Przychodzę jednak do Was z krótką recenzją tego, co otrzymałam ja. Trochę spóźniona, ale to wszystko przez pana kuriera, który niespecjalnie się do mnie spieszył.
Nie będę się też specjalnie rozpisywać, bo jestem delikatnie mówiąc zniesmaczona, tym co otrzymałam. Zanim pudełeczko do mnie dotarło, obiecałam sobie, że ta edycja zadecyduje o tym, czy będę je dalej subskrybować. Niestety dzisiaj wszystko anulowałam i postanowiłam, że jest to mój ostatni Glossybox, który dostawałam regularnie. Nie wykluczam, że już nigdy go nie kupię, ale zrobię to tylko wtedy, jeśli wcześniej poznam zawartość pudełka i będzie mnie ona satysfakcjonować.
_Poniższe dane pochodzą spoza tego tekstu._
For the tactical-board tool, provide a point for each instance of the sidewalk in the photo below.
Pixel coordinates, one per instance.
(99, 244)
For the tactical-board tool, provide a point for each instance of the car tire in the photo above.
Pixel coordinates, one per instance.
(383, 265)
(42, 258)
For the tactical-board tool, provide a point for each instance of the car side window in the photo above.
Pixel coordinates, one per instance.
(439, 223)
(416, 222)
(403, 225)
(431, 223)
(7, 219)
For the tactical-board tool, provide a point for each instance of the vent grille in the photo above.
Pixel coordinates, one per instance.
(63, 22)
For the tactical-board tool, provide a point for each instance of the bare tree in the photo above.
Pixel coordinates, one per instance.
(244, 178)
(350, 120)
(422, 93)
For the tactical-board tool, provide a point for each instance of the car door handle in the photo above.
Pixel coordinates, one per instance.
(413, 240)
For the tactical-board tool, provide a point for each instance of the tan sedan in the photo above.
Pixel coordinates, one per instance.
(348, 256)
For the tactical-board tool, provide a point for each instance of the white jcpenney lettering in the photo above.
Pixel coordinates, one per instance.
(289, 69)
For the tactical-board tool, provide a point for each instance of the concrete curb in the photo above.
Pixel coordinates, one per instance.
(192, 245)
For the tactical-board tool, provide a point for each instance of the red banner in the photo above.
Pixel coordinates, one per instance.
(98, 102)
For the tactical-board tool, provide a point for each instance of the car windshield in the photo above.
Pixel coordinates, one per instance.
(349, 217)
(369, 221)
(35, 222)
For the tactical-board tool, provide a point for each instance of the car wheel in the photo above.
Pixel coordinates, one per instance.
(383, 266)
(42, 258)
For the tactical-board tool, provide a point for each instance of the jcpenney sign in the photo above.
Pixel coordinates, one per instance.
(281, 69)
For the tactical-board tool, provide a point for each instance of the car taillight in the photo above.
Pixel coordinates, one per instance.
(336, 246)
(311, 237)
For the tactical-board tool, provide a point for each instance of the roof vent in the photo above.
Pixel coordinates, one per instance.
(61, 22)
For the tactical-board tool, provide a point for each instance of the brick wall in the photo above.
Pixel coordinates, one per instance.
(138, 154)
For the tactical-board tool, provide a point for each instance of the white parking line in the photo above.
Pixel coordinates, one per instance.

Nie będę ukrywać, że wkurza mnie to, że wydałam 50zł na rzeczy, które kompletnie do mnie nie trafiają. Wiem też, że są dziewczyny, którym pudełko bardzo przypasowało, ale mnie niestety w tym zacnym gronie nie będzie.
Co znalazło się w środku?
Czarna kredka Jelly Pong Pong, warta około 55zł.
Szczerze? Po pierwsze - nie używam czarnych kredek. Podejrzewam, że tę przetestuję, parę razy maznę na oku, ale rzucę ją w kąt. Po drugie, w życiu nie dałabym tyle za czarną kredkę... Po trzecie, wkurza mnie, jak ktoś robi z kredki jeszcze dodatkowo cień do powiek. Ok, może będzie się fajnie blendować, ale kredka, to kredka i już. Może się okazać całkiem fajną, drogą kredką do oczu a nie kredko-cienio-pomadko-szamponem do włosów... Takie jest moje zdanie.
Olejek rozświetlający Put&Rub, miniatura 30ml.
Nie używam takich rozświetlających olejków. Całkiem ładnie pachnie, jednak nie wiem, czy go zużyję. W buteleczce wygląda, jak jakieś skoncentrowane płynne złoto, ale na skórze daje już delikatny efekt rozświetlenia. Zobaczę, jak się sprawdzi. Żałuję jednak, że nie jest to jakiś inny produkt z Put&Rub. Jakoś sama się nastawiłam, że będzie to peeling różany do ust albo jakiś inny. No i niestety nie trafiło się :)
Figs&Rouge, balsam do ust Coco Rose
Fajnie, że dostałam balsam do ust. W innych wersjach pudełka były cienie do powiek. Rzeczywiście daje on lekki, różowy połysk ustom, jednak dla mnie za dużo w nim brokatu. Pachnie subtelnie różami, ale to jednak nie mój zapach.
Batiste, szampon Tropical, miniatura 50ml
No tutaj to się szczerze zaśmiałam. Mam w swojej łazience dwie duże butle tego suchego szamponu. Niestety, jedną z nich jest wersja Tropical. Nie podoba mi się to, że dostałam duplikat. Przy okazji, zadam takie retoryczne pytanie. Dlaczego Glossybox dał nam miniaturę, skoro cały produkt wcale nie jest drogi? Rozumiem, wakacje itp., małe wersje produktów się przydadzą, ale no kurczę. Ja się wkurzyłam.
Zalotka, Emite Make-up
Warta około 100zł. Pierwszy raz słyszę o tej firmie. A skoro dali coś tak drogiego, to nie mogli jej zastąpić zalotką z Maca, która kosztuje jakieś 60-80zł? SŁABO. Mimo wszystko, jest to jednak jedyny produkt w pudełku, z którego jestem naprawdę zadowolona. Chciałam sobie sprawić jakąś zalotkę już jakiś czas temu. W zestawie są trzy wymienne gumki i to fajnie, że o tym nie zapomnieli.
No nic, ja jednak zrezygnowałam z subskrypcji i ponownie zamówię pudełko tylko wtedy, jeśli będę znała już zawartość i bardzo mi się ona spodoba. Wolę zaoszczędzić te pieniądze lub wydać je na jeden, ale potrzebny mi produkt. Ciekawa jestem, co Wy myślicie o pudełeczku z tego miesiąca?